Véronique se dirigea sans un mot vers la chambre à coucher. En silence, elle se dévêtit, s'allongea nue sur le lit et attendit. Dans les toilettes, Rachid urinait sans ménagement pour le lieu, c'est-à-dire, que comme il était saoul, il mettait une partie à côté en arrosant allégrement la cuvette. Il tira la chasse d'eau puis s'essuya les mains. Il arriva dans la chambre, se déshabilla sommairement. La chemise et les chaussures partirent dans un coin, tandis que le pantalon de travail, raide de crasse, s'écrasait sur la moquette : il resta en slip, t-shirt et chaussettes. Il sauta sur le lit, s'allongea et besogna sans ménagement, sans préliminaire ni attention particulière sa gentille petite femme : Véronique gémit tout de suite...

En fait, elle aimait ce rituel un peu sauvage et brusque qui lui permettait de se défouler en jouant au jeu de la femme soumise. Rachid n'avait pas grand-chose à faire dans ce jeu, si ce n'était de rester le plus naturel possible : il y arrivait fort bien... Véronique avait de la chance, elle avait toujours voulu avoir une brute qui la fasse jouir, et avec Rachid, c'était réussi tous les soirs ou presque... Un bon quart d'heure plus tard de cette cavalcade quasiment animale ; Rachid finit par jouir dans un râle plus proche du barrissement que du soupir. Il avait la délicatesse du rhinocéros et la robustesse d'un bourrin au galop. La fragile et frêle Véronique avait l'impression d'être désarticulée après sa séance du soir. Mais, elle n'aurait échangé sa place avec personne d'autre.

Dès qu'il eut terminé, il s'affala de tout son long sur son corps menu tel un sac de patate de près de quatre-vingt-dix kilos. Il respira fort dans son cou. Elle tenta de le repousser de ses petits poings, il finissait toujours par se relever car il savait bien qu'il l'étouffait... Après une journée de travail qui s'était terminée au bar, il n'avait plus de force. Il avait l'habitude que ça se termine ainsi. Au fond, il s'en foutait un peu. Il avait eu ce qu'il voulait, il y aurait sûrement une suite avant d'aller dormir, où la tendresse l'emporterait sur la rudesse. Il roula sur le côté, sur son côté, le gauche.

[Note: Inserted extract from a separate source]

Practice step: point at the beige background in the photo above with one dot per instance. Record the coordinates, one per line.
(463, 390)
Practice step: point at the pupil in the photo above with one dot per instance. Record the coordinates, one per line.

Il soufflait comme un phoque, il avait immanquablement envie de fumer, mais ce n'était pas permis dans la chambre à coucher. Véronique était intransigeante sur cette question et il ne voulait à aucun prix l'énerver : on était vendredi soir et il voulait sa gâterie avant de s'endormir. Il s'abstint, mais ça le démangeait furieusement. Alors, il eut recours à un stratagème pour arriver à ses fins. Elle connaissait l'astuce mais elle l'encourageait plutôt. Il fallait qu'il se déplace jusque dans la cuisine, là, il pouvait ouvrir la fenêtre et fumer frénétiquement au moins deux cigarettes d'un seul coup.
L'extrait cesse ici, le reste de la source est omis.